The Summit Restaurant & Bar, 10 S. Clinton St., plans to attract young Iowa City residents and University of Iowa students to register to vote, offering free cover between 9 p.m. and midnight tonight.

And as long as businesses hosting political events don't offer anything to a candidate and none of the candidates are sitting councilors, they are acting inside the law, said Megan Tooker, director of the Iowa Ethics and Campaign Disclosure Board.

"Based on my assumption that it's a voter-registration event [and not a campaign event], I don't see that it would violate any laws," she said.

A manager of Summit said attendees will not be required to register to vote.

Mike Porter, the former owner of Summit, said because students make up such a large percentage of the Iowa City community, he wants to make them aware of the election and involved in the process.
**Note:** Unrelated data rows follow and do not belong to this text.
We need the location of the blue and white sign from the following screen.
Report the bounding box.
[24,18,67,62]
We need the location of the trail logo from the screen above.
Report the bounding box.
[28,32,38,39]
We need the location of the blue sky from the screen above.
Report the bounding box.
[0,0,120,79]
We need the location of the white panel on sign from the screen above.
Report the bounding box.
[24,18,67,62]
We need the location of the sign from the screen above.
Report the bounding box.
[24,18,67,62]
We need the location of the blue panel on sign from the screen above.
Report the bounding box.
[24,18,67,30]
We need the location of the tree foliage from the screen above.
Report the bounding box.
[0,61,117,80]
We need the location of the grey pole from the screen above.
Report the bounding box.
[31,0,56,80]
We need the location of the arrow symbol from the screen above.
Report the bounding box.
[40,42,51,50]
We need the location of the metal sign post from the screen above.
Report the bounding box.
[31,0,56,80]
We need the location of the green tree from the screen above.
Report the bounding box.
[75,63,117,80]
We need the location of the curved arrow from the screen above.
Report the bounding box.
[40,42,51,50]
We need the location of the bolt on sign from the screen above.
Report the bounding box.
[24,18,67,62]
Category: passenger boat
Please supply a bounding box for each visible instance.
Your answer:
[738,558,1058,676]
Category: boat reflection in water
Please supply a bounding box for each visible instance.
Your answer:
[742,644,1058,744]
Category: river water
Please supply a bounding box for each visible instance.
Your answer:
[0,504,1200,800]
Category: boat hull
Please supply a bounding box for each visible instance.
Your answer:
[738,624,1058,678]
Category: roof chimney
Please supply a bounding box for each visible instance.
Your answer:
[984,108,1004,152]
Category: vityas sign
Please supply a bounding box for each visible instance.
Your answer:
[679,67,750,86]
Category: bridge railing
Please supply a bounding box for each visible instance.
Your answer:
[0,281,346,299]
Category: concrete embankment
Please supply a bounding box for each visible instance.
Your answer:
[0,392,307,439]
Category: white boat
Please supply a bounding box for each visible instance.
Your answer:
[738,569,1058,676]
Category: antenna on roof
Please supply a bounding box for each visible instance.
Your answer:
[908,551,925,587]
"This race, in particular, has some candidates who obviously would represent students well," Porter said in a Facebook message. "It is essential to note that supporting student issues is almost always beneficial for the majority of the community."

Porter noted Summit has never hosted a voter registration event in the past.

The Summit is endorsing three candidates: Mark McCallum, Steve Soboroff, and UI student Raj Patel.

Soboroff said he supports the Summit hosting the event because he thinks students don't feel welcome in the downtown community. and tonight's event could allow them to feel more included.

"As long as they're spending money in Iowa City, as long as they're students, they're part of a community and they should be allowed and encouraged to vote," he said.

And though Summit is offering encouragement in the form of free cover at tonight's event, Soboroff said he doesn't see it as a bribe.

"I don't see them bribing — this is a thing they are doing to get people encouraged to sign up [to vote]," the host and owner of KCJJ radio said.

And McCallum also said he supports the voter-registration event because it is a way to help support one another.

"I'm trying to be pro-student," said McCallum, a local developer. "And I'm trying to support a student candidate."